Talking about the book: To Be a Queen by Annie Whitehead

Title: To Be a Queen: The Story of the Lady of the Mercians
Author: Annie Whitehead

A bit about the author

Historian, author, and accepted member of the Royal Historical Society, with a love of all things Anglo-Saxon. Annie writes wonderful posts about her research. She lives in the UK and shares beautiful photos of her walks in the countryside on her Facebook page.

The story
One family, two kingdoms, one common enemy…

This is the story of Aethelflaed, the Lady of the Mercians, daughter of Alfred the Great of Wessex, and the only female leader of an Anglo-Saxon kingdom. Aethelflaed must win the hearts of the Mercians who despise her as a foreigner and twice make an attempt on her life. When her husband falls ill and is incapacitated, she learns to rule and lead an army in his stead. Eventually Aethelflaed must fight to save her adopted Mercia from the Vikings and, ultimately, her own brother. –condensed from the book blurb

My Review

***4.5 stars***

A beautifully written novel of a life not well-documented in the history books. Aethelflaed, the lady of the Mercians, daughter of King Alfred the Great, was a woman of her time. Her arranged marriage to a stranger cemented an alliance between Alfred’s Wessex and the kingdom of Mercia. But Aethelflaed becomes so much more than a ‘business deal’ as Ms. Whitehead leads the reader through this extraordinary life of a woman who becomes a leader, a queen in all but name.

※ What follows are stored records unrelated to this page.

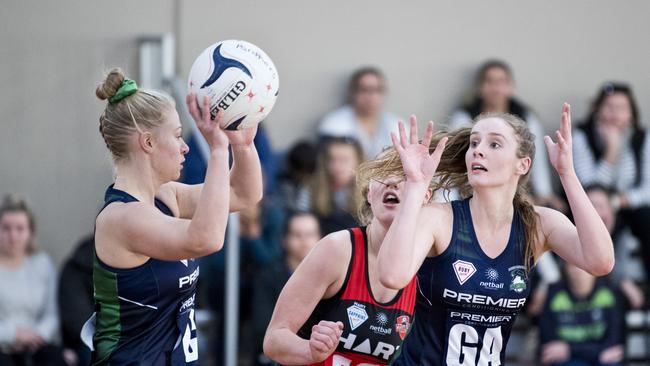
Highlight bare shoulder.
[534,206,569,230]
[307,230,352,268]
[95,202,151,268]
[420,202,454,256]
[421,202,454,223]
[294,230,352,298]
[534,206,574,257]
[156,182,180,217]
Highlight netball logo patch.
[452,259,476,285]
[348,302,368,330]
[395,315,411,340]
[508,266,528,293]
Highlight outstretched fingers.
[560,103,571,141]
[409,114,418,144]
[422,121,433,148]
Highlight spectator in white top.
[449,60,566,211]
[0,196,66,366]
[573,83,650,278]
[318,67,399,159]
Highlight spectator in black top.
[253,212,321,365]
[311,137,363,235]
[273,141,318,211]
[449,60,566,211]
[573,83,650,273]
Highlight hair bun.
[95,67,125,100]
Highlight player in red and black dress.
[378,104,614,366]
[264,148,440,366]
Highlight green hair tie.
[108,79,138,103]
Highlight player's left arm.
[536,103,614,276]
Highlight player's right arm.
[97,147,229,267]
[264,231,352,365]
[96,95,230,267]
[378,116,446,290]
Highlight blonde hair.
[0,194,36,254]
[95,68,174,162]
[357,113,539,269]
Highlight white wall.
[0,0,650,261]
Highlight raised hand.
[390,116,447,186]
[544,103,574,177]
[185,93,228,150]
[309,320,343,363]
[224,125,257,146]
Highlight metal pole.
[223,212,239,366]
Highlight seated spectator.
[318,67,399,159]
[585,185,645,309]
[449,60,566,211]
[58,235,95,365]
[573,83,650,277]
[539,264,625,366]
[253,212,321,365]
[0,196,66,366]
[311,137,363,235]
[274,141,318,211]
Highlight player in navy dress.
[264,150,431,366]
[379,104,614,366]
[84,69,262,365]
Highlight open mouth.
[382,192,399,205]
[472,163,487,172]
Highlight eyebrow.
[470,131,506,139]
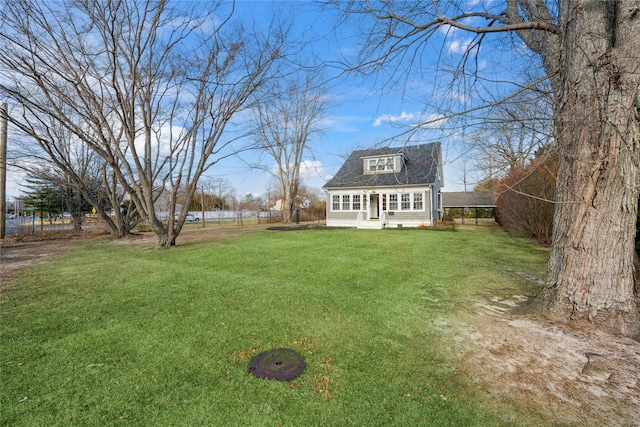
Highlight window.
[364,155,402,175]
[342,194,351,211]
[413,193,423,211]
[389,194,398,211]
[400,193,411,211]
[352,194,360,211]
[331,196,340,211]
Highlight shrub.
[496,149,558,243]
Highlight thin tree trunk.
[548,0,640,336]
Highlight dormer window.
[364,154,403,175]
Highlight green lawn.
[0,227,546,426]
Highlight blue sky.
[202,1,482,195]
[7,0,536,198]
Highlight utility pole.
[0,102,9,239]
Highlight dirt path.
[453,296,640,426]
[0,226,640,427]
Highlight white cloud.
[373,111,447,128]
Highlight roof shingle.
[322,142,440,188]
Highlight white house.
[322,143,444,228]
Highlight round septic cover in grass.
[248,348,307,381]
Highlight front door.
[369,194,380,219]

I had originally heard of Aethelflaed through the television series, The Last Kingdom. That, too, is fiction, but based very loosely on fact. A reader craving a more accurate background will see that Ms. Whitehead has done her research. To Be A Queen immerses the reader in this era when the Vikings raided England. The details of everyday life, the struggles, and politics and wars in 9th and 10th century Britain are a highlight.

“With too many cruel memories lurking among the benign flowerbeds, she took the path to the salt-works instead. Passing by the scriptorium, she smiled at a young novice monk attending to the strips of vellum stretching on their frames. He poured cold water on them, a job which she witnessed often; when a smooth sticky surface appeared, he and his fellow novices would bring their stools out into the sunshine and shave the skins with their little half-moon knives.”

This is a very believable account of Aethelflaed, from her childhood to her marriage to Aethelred, to her growth and gaining the respect of the people of Mercia.

And bonus for me: Ms. Whitehead is just as comfortable writing compelling battle scenes as writing everyday life. I highly recommend this book for anyone interested in British history.